Debatably we’ve already seen the first example of what happens when you give an AI system too much power:
The risk is it gets worse from here. What happens as AI gets used to make decisions in hospitals or about power grids?
People and AI learning together
Trust is hard to win and easily lost. There’s a real risk that the first generation of agents, if given too much power, will lose a lot of trust. If your personal agent costs you money then you are naturally going to be more resistant to using future agents. So while the leaders of the large tech companies talk optimistically about 2025 being the year of the agent, it’s entirely possible that the position is quite different in 2026. Caution is required.

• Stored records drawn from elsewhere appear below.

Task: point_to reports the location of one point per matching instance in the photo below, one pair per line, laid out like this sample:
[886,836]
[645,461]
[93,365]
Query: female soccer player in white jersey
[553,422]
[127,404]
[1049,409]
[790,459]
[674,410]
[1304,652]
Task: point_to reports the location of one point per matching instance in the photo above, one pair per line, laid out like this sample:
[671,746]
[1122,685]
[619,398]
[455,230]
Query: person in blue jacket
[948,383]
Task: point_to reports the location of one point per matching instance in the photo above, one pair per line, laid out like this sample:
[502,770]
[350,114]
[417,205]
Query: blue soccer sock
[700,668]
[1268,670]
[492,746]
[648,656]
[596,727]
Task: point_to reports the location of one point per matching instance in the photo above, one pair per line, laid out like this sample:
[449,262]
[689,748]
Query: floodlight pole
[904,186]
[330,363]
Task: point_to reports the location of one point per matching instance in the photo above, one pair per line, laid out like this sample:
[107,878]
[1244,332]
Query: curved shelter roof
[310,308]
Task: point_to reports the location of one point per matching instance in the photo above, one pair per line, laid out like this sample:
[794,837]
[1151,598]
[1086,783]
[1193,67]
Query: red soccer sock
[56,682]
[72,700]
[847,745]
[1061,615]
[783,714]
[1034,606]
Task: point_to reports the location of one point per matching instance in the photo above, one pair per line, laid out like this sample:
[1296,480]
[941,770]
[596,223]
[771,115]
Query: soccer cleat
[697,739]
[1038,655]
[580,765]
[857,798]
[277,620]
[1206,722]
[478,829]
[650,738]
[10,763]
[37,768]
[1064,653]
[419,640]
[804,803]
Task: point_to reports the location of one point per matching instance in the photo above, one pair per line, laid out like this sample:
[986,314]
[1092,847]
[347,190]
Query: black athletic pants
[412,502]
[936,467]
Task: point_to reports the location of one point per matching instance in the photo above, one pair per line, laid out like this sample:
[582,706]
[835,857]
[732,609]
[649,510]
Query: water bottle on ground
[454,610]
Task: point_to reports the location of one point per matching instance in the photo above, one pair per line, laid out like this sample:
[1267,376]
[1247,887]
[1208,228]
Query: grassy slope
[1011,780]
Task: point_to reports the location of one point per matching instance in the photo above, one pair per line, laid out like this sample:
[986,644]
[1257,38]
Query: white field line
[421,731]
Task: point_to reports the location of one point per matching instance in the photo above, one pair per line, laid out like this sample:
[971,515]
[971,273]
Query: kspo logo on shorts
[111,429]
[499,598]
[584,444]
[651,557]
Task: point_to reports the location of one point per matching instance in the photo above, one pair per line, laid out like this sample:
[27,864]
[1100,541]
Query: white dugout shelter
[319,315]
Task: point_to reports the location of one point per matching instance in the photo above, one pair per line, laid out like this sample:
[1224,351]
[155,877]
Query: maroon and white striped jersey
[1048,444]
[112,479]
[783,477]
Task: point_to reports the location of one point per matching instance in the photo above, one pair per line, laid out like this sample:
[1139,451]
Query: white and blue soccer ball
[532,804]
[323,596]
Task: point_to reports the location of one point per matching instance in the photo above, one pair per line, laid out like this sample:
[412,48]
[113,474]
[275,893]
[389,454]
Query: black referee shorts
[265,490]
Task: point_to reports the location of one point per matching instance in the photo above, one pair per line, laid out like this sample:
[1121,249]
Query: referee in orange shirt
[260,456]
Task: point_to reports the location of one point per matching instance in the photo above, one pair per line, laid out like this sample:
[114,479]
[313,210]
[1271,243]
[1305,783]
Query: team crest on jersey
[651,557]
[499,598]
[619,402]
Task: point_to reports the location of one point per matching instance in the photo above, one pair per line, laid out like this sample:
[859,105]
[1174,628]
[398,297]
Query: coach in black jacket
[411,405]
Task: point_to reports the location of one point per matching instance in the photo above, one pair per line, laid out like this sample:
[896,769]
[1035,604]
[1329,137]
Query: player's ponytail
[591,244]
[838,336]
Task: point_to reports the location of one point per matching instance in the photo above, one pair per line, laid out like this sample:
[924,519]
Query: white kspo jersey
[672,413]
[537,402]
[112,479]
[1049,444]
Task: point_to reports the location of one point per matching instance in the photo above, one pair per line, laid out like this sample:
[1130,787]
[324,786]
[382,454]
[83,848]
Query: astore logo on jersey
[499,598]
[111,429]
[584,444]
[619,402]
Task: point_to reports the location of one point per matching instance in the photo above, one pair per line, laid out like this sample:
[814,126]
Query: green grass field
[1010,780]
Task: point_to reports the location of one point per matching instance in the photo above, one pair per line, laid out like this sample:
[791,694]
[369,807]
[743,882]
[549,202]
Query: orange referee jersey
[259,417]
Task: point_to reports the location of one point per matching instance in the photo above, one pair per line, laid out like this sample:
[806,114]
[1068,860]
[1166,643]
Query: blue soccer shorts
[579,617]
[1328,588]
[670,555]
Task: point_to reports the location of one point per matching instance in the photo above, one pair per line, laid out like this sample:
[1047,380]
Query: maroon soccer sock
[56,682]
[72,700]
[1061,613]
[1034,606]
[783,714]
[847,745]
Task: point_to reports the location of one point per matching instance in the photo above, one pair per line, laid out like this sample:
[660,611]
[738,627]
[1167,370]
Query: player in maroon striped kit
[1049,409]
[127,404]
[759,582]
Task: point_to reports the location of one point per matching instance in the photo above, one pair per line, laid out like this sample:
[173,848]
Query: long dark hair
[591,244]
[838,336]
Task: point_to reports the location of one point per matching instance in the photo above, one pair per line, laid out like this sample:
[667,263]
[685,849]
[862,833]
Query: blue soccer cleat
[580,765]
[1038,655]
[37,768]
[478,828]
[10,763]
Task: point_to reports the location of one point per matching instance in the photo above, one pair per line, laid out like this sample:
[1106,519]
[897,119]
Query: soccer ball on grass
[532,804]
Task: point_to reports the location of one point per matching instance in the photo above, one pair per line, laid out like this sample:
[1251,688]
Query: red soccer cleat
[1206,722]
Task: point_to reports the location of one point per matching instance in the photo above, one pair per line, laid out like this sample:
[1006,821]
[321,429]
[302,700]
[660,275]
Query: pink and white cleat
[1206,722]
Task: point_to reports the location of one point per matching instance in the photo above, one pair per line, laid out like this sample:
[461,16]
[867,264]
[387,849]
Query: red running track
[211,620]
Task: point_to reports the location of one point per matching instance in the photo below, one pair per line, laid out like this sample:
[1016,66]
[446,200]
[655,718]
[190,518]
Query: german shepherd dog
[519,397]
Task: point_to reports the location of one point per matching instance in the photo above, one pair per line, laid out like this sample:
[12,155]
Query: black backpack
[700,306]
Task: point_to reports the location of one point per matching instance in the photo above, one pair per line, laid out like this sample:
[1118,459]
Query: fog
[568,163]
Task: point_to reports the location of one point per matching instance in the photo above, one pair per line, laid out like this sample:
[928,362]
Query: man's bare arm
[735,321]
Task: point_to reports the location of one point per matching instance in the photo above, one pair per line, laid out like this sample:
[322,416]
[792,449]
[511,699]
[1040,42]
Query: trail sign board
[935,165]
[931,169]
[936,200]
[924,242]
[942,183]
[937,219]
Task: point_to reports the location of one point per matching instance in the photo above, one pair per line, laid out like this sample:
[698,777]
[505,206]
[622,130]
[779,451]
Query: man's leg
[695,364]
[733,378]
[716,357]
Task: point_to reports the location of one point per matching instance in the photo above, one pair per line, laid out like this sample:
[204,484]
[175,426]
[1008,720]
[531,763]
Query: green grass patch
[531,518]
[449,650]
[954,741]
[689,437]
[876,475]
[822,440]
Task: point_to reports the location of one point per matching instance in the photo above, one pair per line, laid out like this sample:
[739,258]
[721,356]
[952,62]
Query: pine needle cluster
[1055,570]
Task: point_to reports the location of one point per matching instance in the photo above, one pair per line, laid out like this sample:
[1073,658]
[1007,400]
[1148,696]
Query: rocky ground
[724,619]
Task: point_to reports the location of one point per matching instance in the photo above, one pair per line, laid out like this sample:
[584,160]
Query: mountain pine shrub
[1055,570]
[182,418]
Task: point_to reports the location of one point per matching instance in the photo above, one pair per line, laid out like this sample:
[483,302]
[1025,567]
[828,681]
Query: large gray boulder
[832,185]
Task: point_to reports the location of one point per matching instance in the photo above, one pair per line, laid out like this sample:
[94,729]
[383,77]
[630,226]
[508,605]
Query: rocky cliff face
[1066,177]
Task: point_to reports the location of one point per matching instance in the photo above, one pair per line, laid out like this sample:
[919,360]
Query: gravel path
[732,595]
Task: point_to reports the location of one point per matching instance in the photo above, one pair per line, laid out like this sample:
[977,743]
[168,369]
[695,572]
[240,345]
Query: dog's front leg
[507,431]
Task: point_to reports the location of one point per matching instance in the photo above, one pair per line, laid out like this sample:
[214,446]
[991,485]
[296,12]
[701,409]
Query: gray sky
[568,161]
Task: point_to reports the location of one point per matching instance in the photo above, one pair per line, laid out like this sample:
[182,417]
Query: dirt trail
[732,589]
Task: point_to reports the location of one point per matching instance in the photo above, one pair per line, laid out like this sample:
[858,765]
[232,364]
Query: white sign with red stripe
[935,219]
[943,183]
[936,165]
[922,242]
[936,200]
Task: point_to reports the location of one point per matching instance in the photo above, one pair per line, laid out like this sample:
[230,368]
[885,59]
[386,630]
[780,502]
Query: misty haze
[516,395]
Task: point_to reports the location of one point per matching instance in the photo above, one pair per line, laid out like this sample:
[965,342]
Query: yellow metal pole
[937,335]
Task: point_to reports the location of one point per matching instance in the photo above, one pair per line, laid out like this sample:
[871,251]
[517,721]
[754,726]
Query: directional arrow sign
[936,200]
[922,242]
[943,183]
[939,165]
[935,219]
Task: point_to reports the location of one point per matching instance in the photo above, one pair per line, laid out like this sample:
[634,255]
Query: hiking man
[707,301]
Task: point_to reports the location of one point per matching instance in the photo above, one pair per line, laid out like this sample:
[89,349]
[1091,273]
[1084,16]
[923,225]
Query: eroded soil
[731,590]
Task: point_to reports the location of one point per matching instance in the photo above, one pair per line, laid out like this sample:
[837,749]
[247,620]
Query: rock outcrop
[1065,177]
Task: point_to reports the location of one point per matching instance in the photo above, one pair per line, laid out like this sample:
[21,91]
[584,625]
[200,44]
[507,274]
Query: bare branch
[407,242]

And my children? I switched to being direct: “Go and brush your teeth.” I became explicit about when I was giving instructions versus asking questions.
Unfortunately, the solution for AI systems won't be nearly as straightforward. The fundamental architecture of language models blurs the line between control and data by design. While we can implement safeguards like intent verification, multi-step authorisation, and monitoring systems, we're likely facing a future where we'll need to balance capability with caution.
This mixing of control and data represents one of the core challenges in AI safety—a challenge that affects everything from simple chatbots to autonomous agents. As we move toward giving AI systems more agency in our digital lives, we need to recognise this inherent vulnerability and design accordingly.
Perhaps the most important lesson from both parenting and AI development is the same: clear communication boundaries matter, and when they're missing, we need to create systems that can function safely despite the ambiguity. The future of AI won't be about perfect systems, but rather about resilient ones that can navigate an imperfect world—much like humans do.